3. En caso de disponer de valoraciones de expertos independientes que tengan por objeto determinar el valor económico de los activos concretos que van a ser transmitidos, la entidad deberá utilizarlas para determinar los ajustes de valoración. Si su objeto no fuera determinar el valor económico de los activos, dichas valoraciones sólo podrán tomarse como referencia con los ajustes necesarios para dicha determinación.

Artículo 10. Criterios de valoración específicos para los bienes inmuebles.

1. En la valoración de los bienes inmuebles se tomarán en consideración las características específicas que un comprador tendría en cuenta para decidir sobre su adquisición, tales como: la localización geográfica, la disponibilidad de infraestructuras, su situación legal, condiciones para su venta, oferta y demanda actuales de activos similares, su uso más probable, consideraciones de planificación urbanística, evolución de los precios de los suministros y evolución demográfica, entre otras.

2. La estimación del valor económico de un bien inmueble deberá considerar su capacidad de generar flujos de efectivo sobre la base de su uso más probable y financieramente sostenible. El uso más probable se determinará de acuerdo con su situación legal y con las condiciones del mercado, sin que necesariamente tenga que coincidir con su calificación urbanística en el momento de la valoración.

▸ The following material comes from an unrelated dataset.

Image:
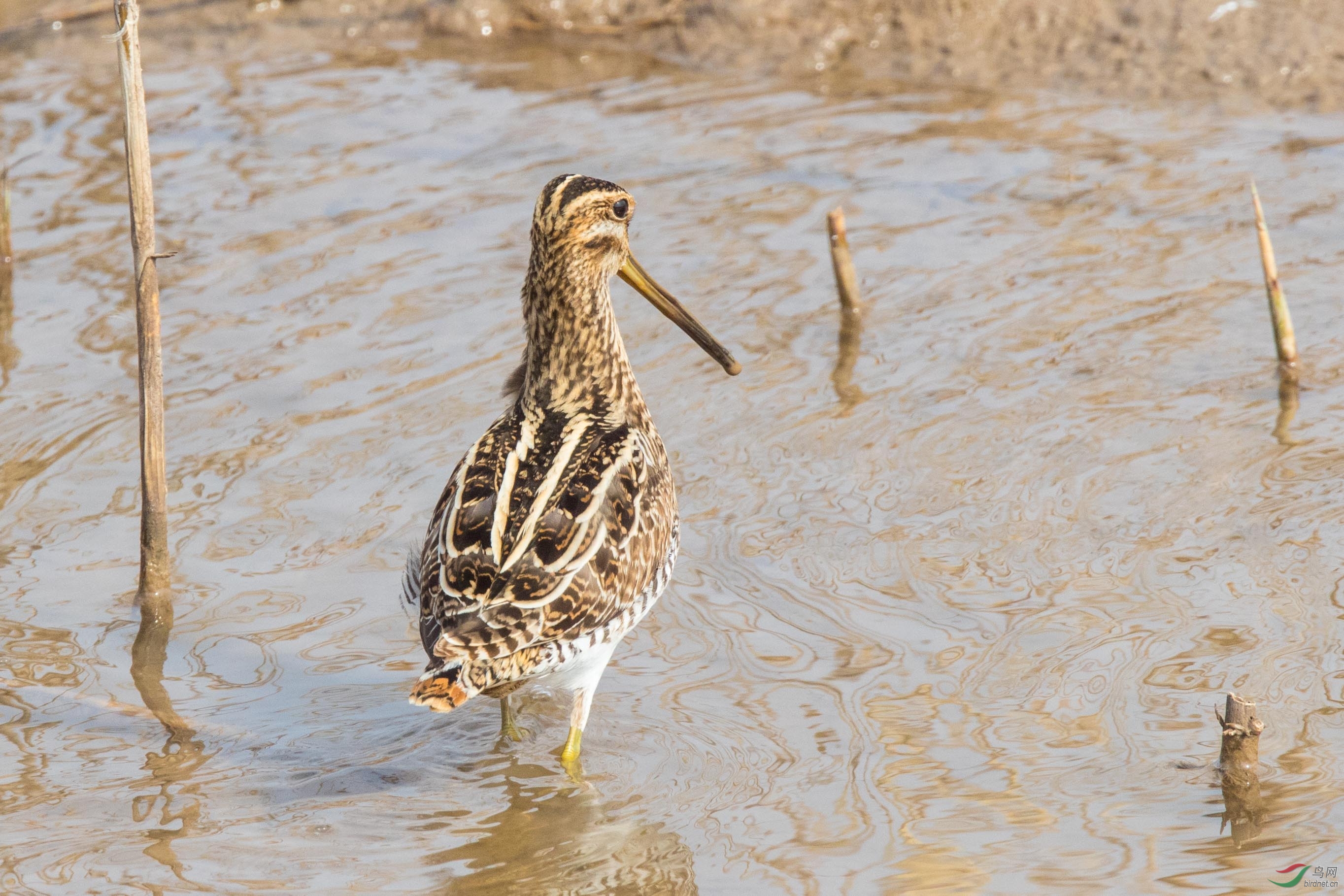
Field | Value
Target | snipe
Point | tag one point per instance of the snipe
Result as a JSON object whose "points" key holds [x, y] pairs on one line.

Se considerará uso financieramente sostenible aquel a través del cual el bien sea capaz de generar flujos de efectivo que produzcan una rentabilidad adecuada a la inversión requerida en ese bien inmueble.

3. En los bienes inmuebles propiedad de la entidad mantenidos en régimen de obtención de rentas por su alquiler, el valor económico se obtendrá a partir de las proyecciones de flujos de efectivo futuros adecuadamente descontados, considerando su nivel de ocupación en la fecha de valoración.

4. En la valoración de los activos que pudieran requerir de inversiones adicionales para su puesta en condiciones de venta, tales como las promociones inmobiliarias en curso, no se considerarán dichas inversiones adicionales, sino que esta se estimará sobre la base de la consideración que el mercado otorga a los activos en el momento de la valoración.

5. Para maximizar el uso de datos observables de mercado se considerarán los precios observados de transacciones recientes de activos de características similares.

Cuando no existan datos sobre precios de transacciones similares disponibles, se utilizarán los precios de ofertas realizadas por parte de vendedores, distintos de la entidad, proporcionados por bases de datos comúnmente utilizadas, ajustados en su caso para alcanzar su valor económico.

6. No obstante lo anterior, en el caso de bienes inmuebles con un valor en libros superior a 3 millones de euros, las entidades obtendrán su valor económico sobre la base de una tasación efectuada por un experto independiente y con suficiente experiencia en la zona y en la categoría de dichos bienes inmuebles.